The functions described herein above may be performed, at least in part, by one or more hardware logic components. For example, without limitation, exemplary types of hardware logic components that may be used include: field Programmable Gate Arrays (FPGAs), Application Specific Integrated Circuits (ASICs), Application Specific Standard Products (ASSPs), systems on a chip (SOCs), Complex Programmable Logic Devices (CPLDs), and the like.

In the context of this disclosure, a machine-readable medium may be a tangible medium that can contain, or store a program for use by or in connection with an instruction execution system, apparatus, or device. The machine-readable medium may be a machine-readable signal medium or a machine-readable storage medium. A machine-readable medium may include, but is not limited to, an electronic, magnetic, optical, electromagnetic, infrared, or semiconductor system, apparatus, or device, or any suitable combination of the foregoing. More specific examples of a machine-readable storage medium would include an electrical connection based on one or more wires, a portable computer diskette, a hard disk, a Random Access Memory (RAM), a read-only memory (ROM), an erasable programmable read-only memory (EPROM or flash memory), an optical fiber, a portable compact disc read-only memory (CD-ROM), an optical storage device, a magnetic storage device, or any suitable combination of the foregoing.

It is to be noted that the foregoing is only illustrative of the preferred embodiments of the present invention and the technical principles employed. It will be understood by those skilled in the art that the present invention is not limited to the particular embodiments described herein, but is capable of various obvious changes, rearrangements and substitutions as will now become apparent to those skilled in the art without departing from the scope of the invention.
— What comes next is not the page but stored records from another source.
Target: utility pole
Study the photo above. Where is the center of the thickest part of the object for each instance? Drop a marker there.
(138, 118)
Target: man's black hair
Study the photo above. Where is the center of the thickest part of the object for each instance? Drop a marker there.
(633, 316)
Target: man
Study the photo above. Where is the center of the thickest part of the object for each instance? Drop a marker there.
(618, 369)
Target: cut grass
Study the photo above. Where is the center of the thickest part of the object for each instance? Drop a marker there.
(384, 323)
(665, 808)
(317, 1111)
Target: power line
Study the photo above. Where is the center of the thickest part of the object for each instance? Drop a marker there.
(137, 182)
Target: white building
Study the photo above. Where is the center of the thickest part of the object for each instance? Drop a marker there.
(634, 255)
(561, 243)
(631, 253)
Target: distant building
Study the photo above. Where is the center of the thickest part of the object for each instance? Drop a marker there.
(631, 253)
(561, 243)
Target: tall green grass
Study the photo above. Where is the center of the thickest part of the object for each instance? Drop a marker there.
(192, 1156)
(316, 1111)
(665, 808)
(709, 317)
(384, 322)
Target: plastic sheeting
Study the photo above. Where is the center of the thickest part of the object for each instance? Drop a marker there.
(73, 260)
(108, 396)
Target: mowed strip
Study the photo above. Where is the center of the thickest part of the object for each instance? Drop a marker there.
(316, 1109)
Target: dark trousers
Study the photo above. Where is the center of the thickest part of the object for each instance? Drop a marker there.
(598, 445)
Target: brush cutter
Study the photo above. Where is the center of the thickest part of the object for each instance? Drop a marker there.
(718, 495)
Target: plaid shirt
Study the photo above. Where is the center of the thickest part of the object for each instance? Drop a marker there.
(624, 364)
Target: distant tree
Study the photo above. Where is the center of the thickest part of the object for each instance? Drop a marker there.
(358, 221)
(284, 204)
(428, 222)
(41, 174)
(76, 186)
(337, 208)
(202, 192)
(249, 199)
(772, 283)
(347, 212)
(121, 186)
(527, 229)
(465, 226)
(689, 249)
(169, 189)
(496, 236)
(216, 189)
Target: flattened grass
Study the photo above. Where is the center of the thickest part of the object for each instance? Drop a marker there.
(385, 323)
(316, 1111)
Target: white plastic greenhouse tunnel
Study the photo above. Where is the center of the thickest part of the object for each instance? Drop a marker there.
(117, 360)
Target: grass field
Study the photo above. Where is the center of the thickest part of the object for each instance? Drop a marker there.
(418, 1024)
Therefore, although the present invention has been described in greater detail by the above embodiments, the present invention is not limited to the above embodiments, and may include other equivalent embodiments without departing from the spirit of the present invention, and the scope of the present invention is determined by the scope of the appended claims.

Claims

1. An anti-money laundering monitoring method, comprising:

acquiring a target domain sample set;

2. The method of claim 1, wherein the first anti-money laundering monitoring model is established based on risk hint information, comprising:

acquiring risk prompt information;

determining a target rule according to the risk prompt information;

3. The method of claim 1, wherein the target domain samples comprise: first transaction information, first customer information, and first account information;

4. The method of claim 3, wherein inputting the target domain sample set into the target anti-money laundering monitoring model, and obtaining target label information corresponding to the target domain sample set comprises:

5. The method of claim 4, wherein determining a target anti-money laundering model from the first anti-money laundering monitoring model and the second anti-money laundering monitoring model comprises:

6. An anti-money laundering monitoring device, comprising:

the acquisition module is used for acquiring a target domain sample set;

7. The apparatus according to claim 6, wherein the monitoring module is specifically configured to:

acquiring risk prompt information;

determining a target rule according to the risk prompt information;

8. The apparatus of claim 6, wherein the target domain samples comprise: first transaction information, first customer information, and first account information;

correspondingly, the monitoring module is specifically configured to:

9. An electronic device, comprising:

one or more processors;

a memory for storing one or more programs;

the one or more programs, when executed by the one or more processors, cause the processors to implement the method of any of claims 1-5.

10. A computer-readable storage medium containing a computer program, on which the computer program is stored, characterized in that the program, when executed by one or more processors, implements the method according to any one of claims 1-5.